Here I saw a poor man walking on the bank, or seawall, as they call it, by himself. I walked a while also about, seeing the houses all shut up. At last I fell into some talk, at a distance, with this poor man; first I asked him how people did thereabouts. “Alas, sir!” says he, “almost desolate; all dead or sick. Here are very few families in this part, or in that village” (pointing at Poplar), “where half of them are not dead already, and the rest sick.” Then he pointing to one house, “There they are all dead,” said he, “and the house stands open; nobody dares go into it. A poor thief,” says he, “ventured in to steal something, but he paid dear for his theft, for he was carried to the churchyard too last night.” Then he pointed to several other houses. “There,” says he, “they are all dead, the man and his wife, and five children. There,” says he, “they are shut up; you see a watchman at the door”; and so of other houses. “Why,” says I, “what do you here all alone?” “Why,” says he, “I am a poor, desolate man; it has pleased God I am not yet visited, though my family is, and one of my children dead.” “How do you mean, then,” said I, “that you are not visited?” “Why,” says he, “that’s my house” (pointing to a very little, low-boarded house), “and there my poor wife and two children live,” said he, “if they may be said to live, for my wife and one of the children are visited, but I do not come at them.” And with that word I saw the tears run very plentifully down his face; and so they did down mine too, I assure you.

“But,” said I, “why do you not come at them? How can you abandon your own flesh and blood?” “Oh, sir,” says he, “the Lord forbid! I do not abandon them; I work for them as much as I am able; and, blessed be the Lord, I keep them from want”; and with that I observed he lifted up his eyes to heaven, with a countenance that presently told me I had happened on a man that was no hypocrite, but a serious, religious, good man, and his ejaculation was an expression of thankfulness that, in such a condition as he was in, he should be able to say his family did not want. “Well,” says I, “honest man, that is a great mercy as things go now with the poor. But how do you live, then, and how are you kept from the dreadful calamity that is now upon us all?” “Why, sir,” says he, “I am a waterman, and there’s my boat,” says he, “and the boat serves me for a house. I work in it in the day, and I sleep in it in the night; and what I get I lay down upon that stone,” says he, showing me a broad stone on the other side of the street, a good way from his house; “and then,” says he, “I halloo, and call to them till I make them hear; and they come and fetch it.”
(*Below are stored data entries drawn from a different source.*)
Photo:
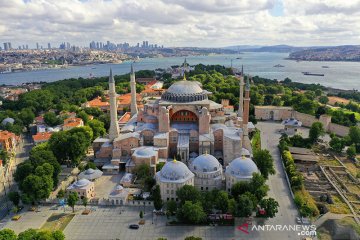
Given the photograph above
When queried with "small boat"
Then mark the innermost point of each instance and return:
(279, 65)
(313, 74)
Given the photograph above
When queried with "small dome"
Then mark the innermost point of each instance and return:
(8, 120)
(205, 163)
(145, 152)
(82, 183)
(242, 168)
(245, 152)
(175, 170)
(184, 91)
(89, 171)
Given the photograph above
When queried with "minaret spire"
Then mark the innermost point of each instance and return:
(114, 125)
(134, 109)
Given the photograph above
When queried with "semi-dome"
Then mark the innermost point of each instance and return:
(144, 152)
(90, 174)
(8, 120)
(185, 91)
(175, 171)
(242, 168)
(205, 163)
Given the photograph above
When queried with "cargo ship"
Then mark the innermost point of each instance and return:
(313, 74)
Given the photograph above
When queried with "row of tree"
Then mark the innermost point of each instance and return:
(31, 234)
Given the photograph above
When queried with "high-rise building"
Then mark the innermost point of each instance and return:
(92, 45)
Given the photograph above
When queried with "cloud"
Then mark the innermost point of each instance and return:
(205, 23)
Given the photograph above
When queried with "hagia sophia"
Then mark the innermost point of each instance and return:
(200, 141)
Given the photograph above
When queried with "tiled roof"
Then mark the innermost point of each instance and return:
(44, 136)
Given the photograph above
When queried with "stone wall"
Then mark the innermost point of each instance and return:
(282, 113)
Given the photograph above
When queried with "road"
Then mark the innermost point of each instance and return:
(279, 189)
(22, 153)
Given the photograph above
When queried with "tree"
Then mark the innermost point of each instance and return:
(27, 116)
(83, 115)
(142, 170)
(58, 235)
(38, 186)
(85, 202)
(7, 234)
(28, 234)
(244, 206)
(159, 166)
(265, 162)
(91, 165)
(51, 119)
(354, 135)
(61, 194)
(240, 188)
(193, 238)
(14, 197)
(97, 128)
(258, 186)
(188, 193)
(171, 207)
(270, 206)
(232, 206)
(4, 155)
(191, 213)
(323, 99)
(158, 203)
(72, 199)
(220, 201)
(351, 151)
(41, 154)
(316, 130)
(337, 144)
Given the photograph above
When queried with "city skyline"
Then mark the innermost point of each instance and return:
(188, 23)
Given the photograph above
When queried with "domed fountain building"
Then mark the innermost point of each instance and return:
(208, 172)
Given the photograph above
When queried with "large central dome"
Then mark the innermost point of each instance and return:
(185, 91)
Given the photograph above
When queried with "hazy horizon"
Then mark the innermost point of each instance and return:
(186, 23)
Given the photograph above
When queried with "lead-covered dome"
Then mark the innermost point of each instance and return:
(185, 91)
(174, 171)
(242, 168)
(205, 163)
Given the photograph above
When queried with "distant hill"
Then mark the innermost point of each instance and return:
(338, 53)
(275, 48)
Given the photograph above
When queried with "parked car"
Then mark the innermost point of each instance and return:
(16, 217)
(134, 226)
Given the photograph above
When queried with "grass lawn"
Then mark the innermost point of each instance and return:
(350, 221)
(57, 221)
(338, 207)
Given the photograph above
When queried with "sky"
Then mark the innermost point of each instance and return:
(179, 23)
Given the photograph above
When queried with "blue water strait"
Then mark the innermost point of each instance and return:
(343, 75)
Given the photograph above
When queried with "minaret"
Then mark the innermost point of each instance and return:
(114, 125)
(241, 96)
(133, 92)
(246, 140)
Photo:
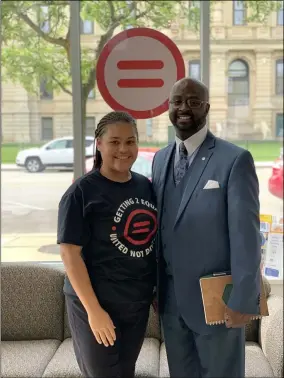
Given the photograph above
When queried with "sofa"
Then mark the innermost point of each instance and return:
(36, 340)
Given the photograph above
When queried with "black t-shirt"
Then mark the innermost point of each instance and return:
(115, 223)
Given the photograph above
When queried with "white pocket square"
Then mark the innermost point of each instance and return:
(211, 184)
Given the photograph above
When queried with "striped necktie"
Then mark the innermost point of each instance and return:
(182, 164)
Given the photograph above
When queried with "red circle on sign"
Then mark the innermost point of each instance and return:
(108, 48)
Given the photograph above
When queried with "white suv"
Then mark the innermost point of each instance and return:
(56, 153)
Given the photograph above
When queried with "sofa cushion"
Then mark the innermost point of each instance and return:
(257, 364)
(64, 363)
(31, 302)
(26, 358)
(153, 328)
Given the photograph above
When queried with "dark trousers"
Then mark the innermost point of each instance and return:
(96, 360)
(220, 354)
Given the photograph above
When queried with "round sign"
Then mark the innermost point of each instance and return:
(136, 71)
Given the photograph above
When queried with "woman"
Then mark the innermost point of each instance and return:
(106, 230)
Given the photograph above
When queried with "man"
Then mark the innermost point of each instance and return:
(207, 193)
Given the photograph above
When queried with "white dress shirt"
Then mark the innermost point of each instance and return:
(192, 144)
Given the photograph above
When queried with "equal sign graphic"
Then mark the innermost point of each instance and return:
(140, 65)
(141, 227)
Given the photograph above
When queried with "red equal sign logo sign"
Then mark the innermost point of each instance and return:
(141, 227)
(136, 71)
(140, 65)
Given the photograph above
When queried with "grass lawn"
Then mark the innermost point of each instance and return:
(9, 151)
(261, 151)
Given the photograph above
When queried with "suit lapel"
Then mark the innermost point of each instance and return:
(162, 181)
(200, 162)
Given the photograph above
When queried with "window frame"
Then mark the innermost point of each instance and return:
(41, 130)
(232, 95)
(280, 16)
(278, 79)
(44, 94)
(194, 62)
(238, 11)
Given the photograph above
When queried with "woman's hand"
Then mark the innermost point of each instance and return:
(102, 327)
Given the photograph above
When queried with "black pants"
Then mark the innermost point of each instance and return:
(96, 360)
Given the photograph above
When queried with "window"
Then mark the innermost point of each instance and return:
(149, 127)
(194, 69)
(239, 12)
(279, 77)
(58, 145)
(45, 93)
(44, 19)
(90, 126)
(280, 16)
(279, 125)
(92, 94)
(87, 27)
(46, 128)
(238, 83)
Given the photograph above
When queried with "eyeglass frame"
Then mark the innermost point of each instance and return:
(187, 101)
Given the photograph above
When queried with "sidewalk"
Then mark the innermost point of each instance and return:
(29, 247)
(14, 167)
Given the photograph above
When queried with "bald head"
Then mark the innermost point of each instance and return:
(189, 106)
(190, 85)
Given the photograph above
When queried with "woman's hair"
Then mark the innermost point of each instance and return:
(109, 119)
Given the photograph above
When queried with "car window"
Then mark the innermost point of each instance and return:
(142, 166)
(69, 144)
(58, 144)
(88, 142)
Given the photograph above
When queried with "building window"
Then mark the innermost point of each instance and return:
(149, 127)
(280, 16)
(44, 19)
(238, 83)
(87, 27)
(194, 69)
(279, 77)
(46, 128)
(90, 126)
(92, 94)
(279, 125)
(45, 93)
(239, 12)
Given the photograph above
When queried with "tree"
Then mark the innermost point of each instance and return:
(36, 35)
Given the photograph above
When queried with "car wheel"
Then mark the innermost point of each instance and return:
(34, 165)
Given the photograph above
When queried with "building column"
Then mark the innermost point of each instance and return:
(262, 105)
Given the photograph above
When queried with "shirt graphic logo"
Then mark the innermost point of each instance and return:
(134, 228)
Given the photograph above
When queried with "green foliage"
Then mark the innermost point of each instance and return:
(36, 41)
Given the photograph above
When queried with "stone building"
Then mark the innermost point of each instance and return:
(246, 84)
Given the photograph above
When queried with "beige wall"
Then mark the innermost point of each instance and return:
(260, 46)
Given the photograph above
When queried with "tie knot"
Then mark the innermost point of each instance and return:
(182, 149)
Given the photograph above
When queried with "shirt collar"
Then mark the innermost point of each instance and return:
(193, 142)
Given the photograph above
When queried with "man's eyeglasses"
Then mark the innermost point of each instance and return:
(191, 103)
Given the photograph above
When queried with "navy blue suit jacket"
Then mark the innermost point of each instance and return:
(214, 229)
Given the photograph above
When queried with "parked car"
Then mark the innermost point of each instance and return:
(56, 153)
(275, 183)
(142, 165)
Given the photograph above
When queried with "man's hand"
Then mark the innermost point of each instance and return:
(102, 327)
(234, 319)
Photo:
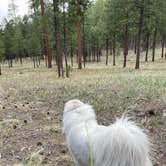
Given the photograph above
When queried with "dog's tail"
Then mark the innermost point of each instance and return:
(123, 144)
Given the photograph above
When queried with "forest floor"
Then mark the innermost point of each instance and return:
(32, 101)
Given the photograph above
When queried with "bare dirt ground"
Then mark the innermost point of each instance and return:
(32, 100)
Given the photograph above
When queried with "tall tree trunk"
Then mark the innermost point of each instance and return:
(71, 51)
(57, 39)
(139, 35)
(107, 41)
(79, 39)
(125, 45)
(147, 46)
(154, 43)
(65, 51)
(84, 51)
(114, 49)
(45, 30)
(162, 45)
(135, 45)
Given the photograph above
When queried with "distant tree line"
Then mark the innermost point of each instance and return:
(60, 30)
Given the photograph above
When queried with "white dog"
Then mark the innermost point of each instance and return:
(120, 144)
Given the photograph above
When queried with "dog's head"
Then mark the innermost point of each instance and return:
(72, 105)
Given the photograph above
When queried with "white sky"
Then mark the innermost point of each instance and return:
(22, 7)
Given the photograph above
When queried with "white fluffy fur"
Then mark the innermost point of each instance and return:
(120, 144)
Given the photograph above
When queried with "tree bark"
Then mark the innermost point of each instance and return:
(107, 41)
(154, 43)
(57, 39)
(79, 39)
(147, 47)
(114, 49)
(162, 45)
(45, 30)
(84, 51)
(125, 46)
(137, 65)
(65, 51)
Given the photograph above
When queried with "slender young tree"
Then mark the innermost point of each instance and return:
(140, 6)
(57, 38)
(45, 30)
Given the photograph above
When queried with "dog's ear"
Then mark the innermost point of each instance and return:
(72, 104)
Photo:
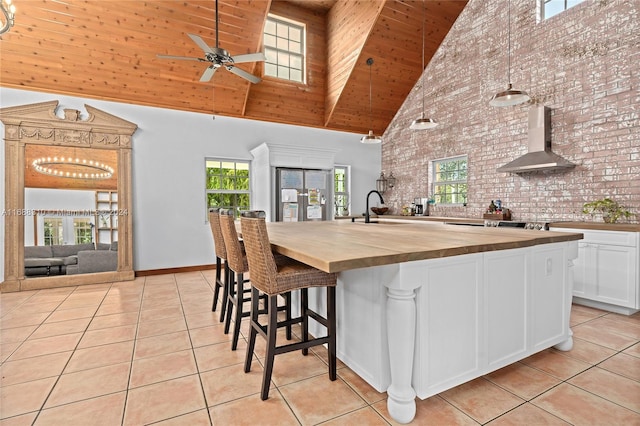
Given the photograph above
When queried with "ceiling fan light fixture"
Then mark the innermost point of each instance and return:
(370, 138)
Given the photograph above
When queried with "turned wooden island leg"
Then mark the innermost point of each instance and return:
(401, 329)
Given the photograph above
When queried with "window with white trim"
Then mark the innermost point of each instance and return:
(549, 8)
(227, 184)
(449, 180)
(284, 47)
(341, 190)
(66, 230)
(53, 231)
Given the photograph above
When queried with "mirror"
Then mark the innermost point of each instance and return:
(67, 211)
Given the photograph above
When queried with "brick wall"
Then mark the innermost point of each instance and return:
(584, 64)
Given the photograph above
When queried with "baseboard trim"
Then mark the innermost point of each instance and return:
(196, 268)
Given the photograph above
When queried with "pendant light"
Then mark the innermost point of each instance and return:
(423, 123)
(510, 96)
(370, 137)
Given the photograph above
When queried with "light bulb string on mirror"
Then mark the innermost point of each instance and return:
(56, 167)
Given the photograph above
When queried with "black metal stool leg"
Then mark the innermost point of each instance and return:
(225, 292)
(272, 331)
(218, 284)
(238, 302)
(253, 332)
(232, 292)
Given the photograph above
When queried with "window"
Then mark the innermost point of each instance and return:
(67, 230)
(227, 185)
(53, 232)
(341, 190)
(82, 230)
(551, 8)
(284, 47)
(450, 180)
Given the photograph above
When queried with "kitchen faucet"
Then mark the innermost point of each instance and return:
(366, 214)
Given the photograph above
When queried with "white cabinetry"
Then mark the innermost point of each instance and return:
(607, 270)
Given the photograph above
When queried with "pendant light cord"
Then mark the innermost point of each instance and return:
(370, 62)
(509, 44)
(422, 69)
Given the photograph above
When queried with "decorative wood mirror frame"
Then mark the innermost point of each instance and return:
(38, 124)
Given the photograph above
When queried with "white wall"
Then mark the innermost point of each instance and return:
(169, 147)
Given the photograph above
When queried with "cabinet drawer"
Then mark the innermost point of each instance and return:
(616, 238)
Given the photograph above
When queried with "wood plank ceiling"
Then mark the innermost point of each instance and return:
(107, 50)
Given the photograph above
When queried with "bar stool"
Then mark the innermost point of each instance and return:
(237, 262)
(271, 279)
(237, 294)
(221, 256)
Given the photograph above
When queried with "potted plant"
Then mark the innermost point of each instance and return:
(610, 210)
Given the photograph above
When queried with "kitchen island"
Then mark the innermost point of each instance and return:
(426, 307)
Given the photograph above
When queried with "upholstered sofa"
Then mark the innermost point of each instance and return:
(70, 259)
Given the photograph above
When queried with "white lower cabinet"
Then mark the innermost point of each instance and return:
(607, 270)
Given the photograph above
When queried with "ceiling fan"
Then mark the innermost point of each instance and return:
(218, 57)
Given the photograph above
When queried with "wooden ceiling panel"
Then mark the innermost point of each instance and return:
(107, 50)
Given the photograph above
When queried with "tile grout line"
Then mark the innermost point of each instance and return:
(193, 349)
(39, 411)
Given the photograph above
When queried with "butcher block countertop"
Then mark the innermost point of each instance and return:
(599, 226)
(340, 245)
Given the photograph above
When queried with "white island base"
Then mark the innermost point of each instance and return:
(419, 328)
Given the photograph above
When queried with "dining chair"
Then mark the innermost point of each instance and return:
(271, 279)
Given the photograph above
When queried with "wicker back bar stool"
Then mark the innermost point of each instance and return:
(237, 261)
(221, 256)
(272, 279)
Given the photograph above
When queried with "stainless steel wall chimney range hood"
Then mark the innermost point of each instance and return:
(540, 156)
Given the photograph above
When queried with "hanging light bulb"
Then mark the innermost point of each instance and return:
(423, 123)
(370, 138)
(510, 96)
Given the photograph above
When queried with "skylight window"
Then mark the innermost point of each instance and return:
(284, 47)
(553, 7)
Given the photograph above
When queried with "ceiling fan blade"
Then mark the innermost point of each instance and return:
(242, 73)
(250, 57)
(182, 58)
(197, 40)
(208, 74)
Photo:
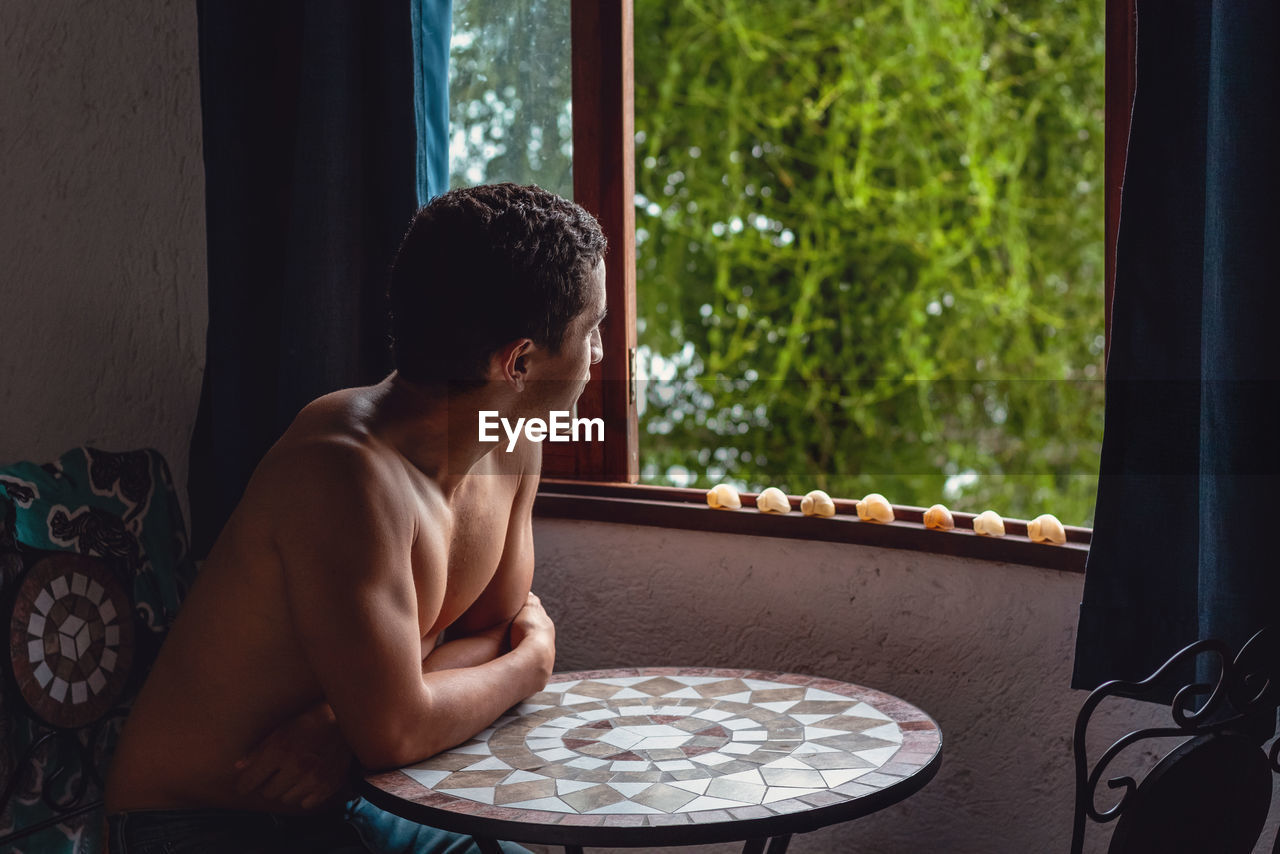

“Well, friend,” says I, “but how can you get any money as a waterman? Does anybody go by water these times?” “Yes, sir,” says he, “in the way I am employed there does. Do you see there,” says he, “five ships lie at anchor” (pointing down the river a good way below the town), “and do you see,” says he, “eight or ten ships lie at the chain there, and at anchor yonder?” (pointing above the town). “All those ships have families on board, of their merchants and owners, and suchlike, who have locked themselves up and live on board, close shut in, for fear of the infection; and I tend on them to fetch things for them, carry letters, and do what is absolutely necessary, that they may not be obliged to come on shore; and every night I fasten my boat on board one of the ship’s boats, and there I sleep by myself, and, blessed be God, I am preserved hitherto.”

“Well,” said I, “friend, but will they let you come on board after you have been on shore here, when this is such a terrible place, and so infected as it is?”

“Why, as to that,” said he, “I very seldom go up the ship-side, but deliver what I bring to their boat, or lie by the side, and they hoist it on board. If I did, I think they are in no danger from me, for I never go into any house on shore, or touch anybody, no, not of my own family; but I fetch provisions for them.”